Nossa fundação está financiando parceiros e beneficiários que estão trabalhando para mudar isso por meio de um consórcio crescente que está trabalhando na descoberta de medicamentos para contracepção não hormonal. Este é um território desconhecido e, como qualquer esforço de P&D, levará quase duas décadas até que esses métodos sejam totalmente desenvolvidos e tenham se mostrado seguros e eficazes. Os Institutos Nacionais de Saúde dos Estados Unidos e a USAID também estão financiando pesquisas sobre contraceptivos não hormonais, incluindo alguns concebidos para homens.

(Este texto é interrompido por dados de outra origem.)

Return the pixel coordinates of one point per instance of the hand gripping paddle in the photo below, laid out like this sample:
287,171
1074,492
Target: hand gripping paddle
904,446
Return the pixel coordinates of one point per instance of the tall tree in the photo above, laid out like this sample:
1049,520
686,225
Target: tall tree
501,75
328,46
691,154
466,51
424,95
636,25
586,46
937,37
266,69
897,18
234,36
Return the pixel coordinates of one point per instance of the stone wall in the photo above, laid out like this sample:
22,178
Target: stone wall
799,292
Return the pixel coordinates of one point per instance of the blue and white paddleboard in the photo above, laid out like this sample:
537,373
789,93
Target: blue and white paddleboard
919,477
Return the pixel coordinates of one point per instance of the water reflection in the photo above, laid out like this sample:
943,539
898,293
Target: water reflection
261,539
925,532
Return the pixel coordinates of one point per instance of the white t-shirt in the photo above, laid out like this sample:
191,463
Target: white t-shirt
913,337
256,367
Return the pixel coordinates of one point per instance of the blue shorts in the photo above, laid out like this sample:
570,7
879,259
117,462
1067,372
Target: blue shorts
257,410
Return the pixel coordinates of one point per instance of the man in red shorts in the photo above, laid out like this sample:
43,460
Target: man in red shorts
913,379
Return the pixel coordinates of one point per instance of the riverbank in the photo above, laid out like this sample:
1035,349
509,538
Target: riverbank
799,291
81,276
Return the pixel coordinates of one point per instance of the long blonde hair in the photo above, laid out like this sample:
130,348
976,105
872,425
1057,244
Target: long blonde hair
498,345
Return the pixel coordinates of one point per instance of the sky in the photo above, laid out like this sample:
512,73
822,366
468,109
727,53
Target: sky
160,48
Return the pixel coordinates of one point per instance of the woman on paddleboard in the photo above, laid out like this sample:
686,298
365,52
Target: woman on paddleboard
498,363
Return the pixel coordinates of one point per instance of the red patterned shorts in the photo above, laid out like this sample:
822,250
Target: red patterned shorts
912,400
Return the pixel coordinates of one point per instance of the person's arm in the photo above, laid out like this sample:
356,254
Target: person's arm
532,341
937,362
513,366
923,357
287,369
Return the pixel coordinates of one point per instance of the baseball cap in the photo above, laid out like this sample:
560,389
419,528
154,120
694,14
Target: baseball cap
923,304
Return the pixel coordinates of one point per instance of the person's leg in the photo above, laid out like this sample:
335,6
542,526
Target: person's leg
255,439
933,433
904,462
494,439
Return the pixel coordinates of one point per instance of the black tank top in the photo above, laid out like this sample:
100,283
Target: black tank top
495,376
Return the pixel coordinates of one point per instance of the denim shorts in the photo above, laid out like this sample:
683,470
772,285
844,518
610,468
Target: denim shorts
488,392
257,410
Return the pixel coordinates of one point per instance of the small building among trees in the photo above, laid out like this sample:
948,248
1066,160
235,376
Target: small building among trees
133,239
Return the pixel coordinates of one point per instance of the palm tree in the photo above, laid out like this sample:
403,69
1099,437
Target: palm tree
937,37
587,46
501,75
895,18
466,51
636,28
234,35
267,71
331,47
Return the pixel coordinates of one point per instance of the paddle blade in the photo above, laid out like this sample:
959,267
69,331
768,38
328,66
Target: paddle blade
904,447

Dar às mulheres novas opções contraceptivas nunca foi tão importante
Investir na saúde da mulher geralmente é uma prioridade baixa ou é visto como uma compensação. Isso é especialmente verdadeiro durante crises como a pandemia de COVID-19. Na verdade, grandes cortes globais já levaram a sérios déficits de financiamento para o trabalho de planejamento familiar.
Mas, de acordo com as melhores projeções , investir em saúde sexual e reprodutiva em países de baixa e média renda, incluindo planejamento familiar, evitaria 76 milhões de gestações indesejadas, 21 milhões de nascimentos não planejados, 26 milhões de abortos inseguros e 186.000 mortes maternas. O Guttmacher Institute calculou que cada dólar adicional investido em serviços anticoncepcionais economizaria US$ 3 em custos de saúde para mulheres grávidas e recém-nascidos.
Quando mulheres e meninas têm acesso a contraceptivos e serviços de planejamento familiar de qualidade, abrimos um ciclo de empoderamento e prosperidade que beneficia a todos.
Não há tempo a perder”.
- Kirsten Vogelsong é diretora sênior de programas da Fundação Bill & Melinda Gates, onde lidera o trabalho de pesquisa e desenvolvimento de tecnologia anticoncepcional.